U.S. to Get "Zangezur Corridor" Development Rights, Says Reuters
Reuters reports today that Friday’s trilateral meeting in Washinton D.C. between U.S. President Donald Trump and the leaders of Armenia and Azerbaijan will culminate in the signing of a peace framework that includes exclusive U.S. development rights to a strategic transit corridor through the South Caucasus.
The transit corridor, aka the “Zangezur Corridor”, envisages connecting Azerbaijan proper and its Nakhijevan exclave via Armenia’s southern Syunik Province.
The issue has been a cause of disagreement between Yerevan and Baku over the issue of who will control it.

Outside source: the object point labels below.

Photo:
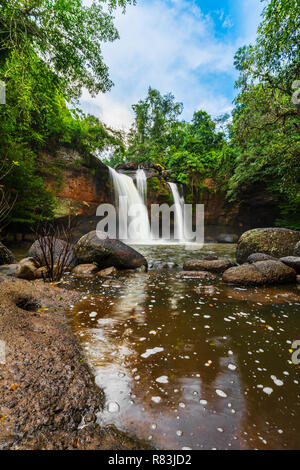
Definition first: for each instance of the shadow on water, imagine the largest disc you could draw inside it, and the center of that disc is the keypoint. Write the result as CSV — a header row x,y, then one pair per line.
x,y
186,369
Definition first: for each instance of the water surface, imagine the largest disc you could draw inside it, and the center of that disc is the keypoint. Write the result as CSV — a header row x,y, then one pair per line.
x,y
193,369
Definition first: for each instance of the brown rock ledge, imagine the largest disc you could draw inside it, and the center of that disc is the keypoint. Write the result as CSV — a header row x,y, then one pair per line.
x,y
47,390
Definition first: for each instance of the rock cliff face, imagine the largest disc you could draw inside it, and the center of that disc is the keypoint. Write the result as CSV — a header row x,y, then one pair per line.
x,y
81,184
87,185
84,185
257,209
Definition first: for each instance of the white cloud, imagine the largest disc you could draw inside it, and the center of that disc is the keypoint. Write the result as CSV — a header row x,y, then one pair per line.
x,y
172,46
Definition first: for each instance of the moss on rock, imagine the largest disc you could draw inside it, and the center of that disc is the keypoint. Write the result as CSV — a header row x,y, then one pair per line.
x,y
277,242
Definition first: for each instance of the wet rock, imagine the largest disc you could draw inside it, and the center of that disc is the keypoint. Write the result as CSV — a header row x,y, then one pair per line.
x,y
26,270
260,273
204,275
107,252
260,257
60,250
214,266
9,269
29,260
129,166
112,271
85,270
227,238
297,249
292,262
169,265
277,242
6,256
206,290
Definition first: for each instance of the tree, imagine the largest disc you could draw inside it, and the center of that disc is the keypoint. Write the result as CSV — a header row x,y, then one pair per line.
x,y
67,35
154,119
266,121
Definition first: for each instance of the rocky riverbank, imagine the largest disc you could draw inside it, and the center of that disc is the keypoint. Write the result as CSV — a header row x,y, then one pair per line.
x,y
48,396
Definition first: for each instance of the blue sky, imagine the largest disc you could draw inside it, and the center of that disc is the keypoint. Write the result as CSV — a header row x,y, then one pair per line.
x,y
181,46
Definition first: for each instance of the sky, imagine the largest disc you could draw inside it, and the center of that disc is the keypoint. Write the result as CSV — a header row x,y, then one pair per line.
x,y
185,47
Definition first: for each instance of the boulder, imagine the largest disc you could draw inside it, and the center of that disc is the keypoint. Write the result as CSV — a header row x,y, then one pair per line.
x,y
277,242
260,273
85,270
107,272
260,257
9,269
6,256
292,262
227,238
60,250
297,249
203,275
107,252
26,270
206,290
128,166
29,260
214,266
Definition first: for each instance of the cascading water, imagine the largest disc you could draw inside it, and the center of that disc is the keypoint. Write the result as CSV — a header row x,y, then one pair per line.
x,y
179,213
136,219
141,181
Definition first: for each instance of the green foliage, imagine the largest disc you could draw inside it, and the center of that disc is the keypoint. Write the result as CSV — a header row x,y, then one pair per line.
x,y
65,34
50,49
155,118
266,121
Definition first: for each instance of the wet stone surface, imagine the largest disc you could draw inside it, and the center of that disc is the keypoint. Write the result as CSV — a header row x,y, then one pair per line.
x,y
193,363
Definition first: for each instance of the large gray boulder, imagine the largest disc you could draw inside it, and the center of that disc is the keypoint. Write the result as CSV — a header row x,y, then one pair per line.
x,y
260,273
227,238
85,270
44,248
260,257
107,252
277,242
213,266
292,262
6,256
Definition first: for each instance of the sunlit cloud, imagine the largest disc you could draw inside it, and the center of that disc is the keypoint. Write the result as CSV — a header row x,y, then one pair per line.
x,y
172,45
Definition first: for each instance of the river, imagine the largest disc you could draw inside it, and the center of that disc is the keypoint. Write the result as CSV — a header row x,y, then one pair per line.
x,y
192,369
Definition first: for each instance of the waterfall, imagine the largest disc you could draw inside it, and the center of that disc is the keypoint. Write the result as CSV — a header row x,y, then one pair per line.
x,y
179,213
141,181
136,219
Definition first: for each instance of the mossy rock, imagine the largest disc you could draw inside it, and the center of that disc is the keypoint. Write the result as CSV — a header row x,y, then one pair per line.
x,y
277,242
6,256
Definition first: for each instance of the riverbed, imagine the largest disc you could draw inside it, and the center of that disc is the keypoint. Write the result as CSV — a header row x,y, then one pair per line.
x,y
190,364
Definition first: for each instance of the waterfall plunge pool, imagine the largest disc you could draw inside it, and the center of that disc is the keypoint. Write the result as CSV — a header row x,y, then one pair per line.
x,y
186,369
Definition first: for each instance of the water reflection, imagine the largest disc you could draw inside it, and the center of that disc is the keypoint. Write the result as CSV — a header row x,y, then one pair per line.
x,y
185,363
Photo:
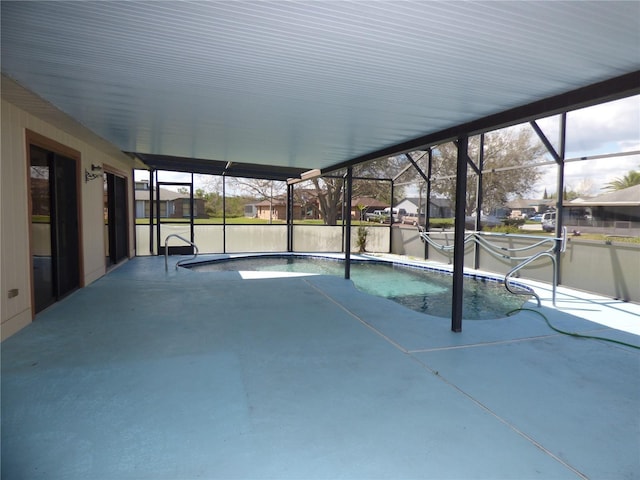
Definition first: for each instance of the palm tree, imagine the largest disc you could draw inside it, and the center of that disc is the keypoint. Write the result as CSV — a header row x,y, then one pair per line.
x,y
629,180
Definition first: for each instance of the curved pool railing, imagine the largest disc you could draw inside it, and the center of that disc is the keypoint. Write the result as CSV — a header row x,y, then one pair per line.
x,y
179,262
507,253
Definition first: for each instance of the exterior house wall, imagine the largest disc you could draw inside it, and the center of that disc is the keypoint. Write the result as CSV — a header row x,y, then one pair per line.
x,y
15,264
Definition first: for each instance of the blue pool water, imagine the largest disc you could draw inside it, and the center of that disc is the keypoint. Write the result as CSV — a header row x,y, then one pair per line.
x,y
425,291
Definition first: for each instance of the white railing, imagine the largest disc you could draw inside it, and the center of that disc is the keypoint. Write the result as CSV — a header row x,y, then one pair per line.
x,y
513,254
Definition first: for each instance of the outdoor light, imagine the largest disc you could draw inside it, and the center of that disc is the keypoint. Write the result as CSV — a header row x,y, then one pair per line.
x,y
90,175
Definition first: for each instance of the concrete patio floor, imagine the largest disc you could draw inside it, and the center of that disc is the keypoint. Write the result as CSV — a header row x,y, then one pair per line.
x,y
183,375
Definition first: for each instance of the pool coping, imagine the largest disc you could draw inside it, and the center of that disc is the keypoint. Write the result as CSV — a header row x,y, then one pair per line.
x,y
599,309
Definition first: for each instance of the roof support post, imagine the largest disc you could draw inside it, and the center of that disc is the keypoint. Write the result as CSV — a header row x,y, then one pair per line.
x,y
151,212
391,218
427,203
458,241
158,240
289,217
427,179
559,158
560,208
348,189
224,214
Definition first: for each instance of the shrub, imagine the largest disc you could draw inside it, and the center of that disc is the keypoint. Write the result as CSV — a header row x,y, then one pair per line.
x,y
362,239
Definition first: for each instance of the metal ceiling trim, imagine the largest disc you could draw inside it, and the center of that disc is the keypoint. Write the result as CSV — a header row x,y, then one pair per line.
x,y
217,167
608,90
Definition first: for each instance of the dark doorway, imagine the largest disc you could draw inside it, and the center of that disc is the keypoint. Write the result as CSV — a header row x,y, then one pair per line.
x,y
170,219
55,244
115,215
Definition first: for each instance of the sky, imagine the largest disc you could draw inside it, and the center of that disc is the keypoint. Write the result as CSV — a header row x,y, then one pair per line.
x,y
609,128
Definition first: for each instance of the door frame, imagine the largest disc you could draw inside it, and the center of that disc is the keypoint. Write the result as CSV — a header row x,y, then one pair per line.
x,y
107,169
38,140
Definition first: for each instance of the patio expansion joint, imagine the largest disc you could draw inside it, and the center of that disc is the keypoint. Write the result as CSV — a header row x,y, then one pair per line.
x,y
482,344
360,319
502,420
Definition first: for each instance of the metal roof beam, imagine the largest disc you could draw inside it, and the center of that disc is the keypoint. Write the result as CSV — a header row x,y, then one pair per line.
x,y
608,90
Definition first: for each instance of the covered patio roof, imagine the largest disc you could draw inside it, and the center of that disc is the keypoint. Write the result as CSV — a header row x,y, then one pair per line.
x,y
313,85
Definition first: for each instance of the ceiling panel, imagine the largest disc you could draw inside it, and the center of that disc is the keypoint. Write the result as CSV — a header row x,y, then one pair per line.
x,y
305,84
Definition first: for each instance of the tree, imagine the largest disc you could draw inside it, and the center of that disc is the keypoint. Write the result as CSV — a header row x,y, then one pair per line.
x,y
261,189
629,180
502,149
373,182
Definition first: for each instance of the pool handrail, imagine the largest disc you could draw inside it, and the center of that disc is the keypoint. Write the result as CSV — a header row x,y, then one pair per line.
x,y
166,251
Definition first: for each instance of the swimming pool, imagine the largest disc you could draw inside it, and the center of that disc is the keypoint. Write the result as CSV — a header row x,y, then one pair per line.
x,y
423,290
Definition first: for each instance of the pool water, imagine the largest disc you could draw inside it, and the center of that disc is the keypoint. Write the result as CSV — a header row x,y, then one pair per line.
x,y
422,290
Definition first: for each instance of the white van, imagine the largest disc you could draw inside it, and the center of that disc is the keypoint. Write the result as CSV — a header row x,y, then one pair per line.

Other details of Friday’s meeting have been voiced by Alex Raufoglu, a Washington D.C. correspondent covering the South Caucasus and a member of Foreign Press Correspondents Association & Club US.
Raufoglu, in a X post, writes that Armenian PM Nikol Pashinyan and Azerbaijani President Ilham Aliyev will sign a document “intended to create an irreversible pathway to peace by outlining the necessary steps for the full normalization of relations.”
The journalist, referring to unnamed sources, writes the foreign ministers of Armenia and Azerbaijan will initial a peace agreement they negotiated over the past few months and that they will also sign a joint letter to withdraw from the OSCE Minsk Group.
Raufoglu emphasizes that the use of the term “corridor” is no longer being considered. The new road, which will be called “Trump’s Roadmap for International Peace and Prosperity” (TRIPP), will become part of the Armenian-American joint venture agreement.
The journalist claims that according to American officials he spoke to, Armenia’s “sovereignty, territorial integrity and jurisdiction” over this road will be preserved.
Raufoglu says the project is purely commercial and will not have any military or security component. The US will not deploy troops there but will assume security through a private company.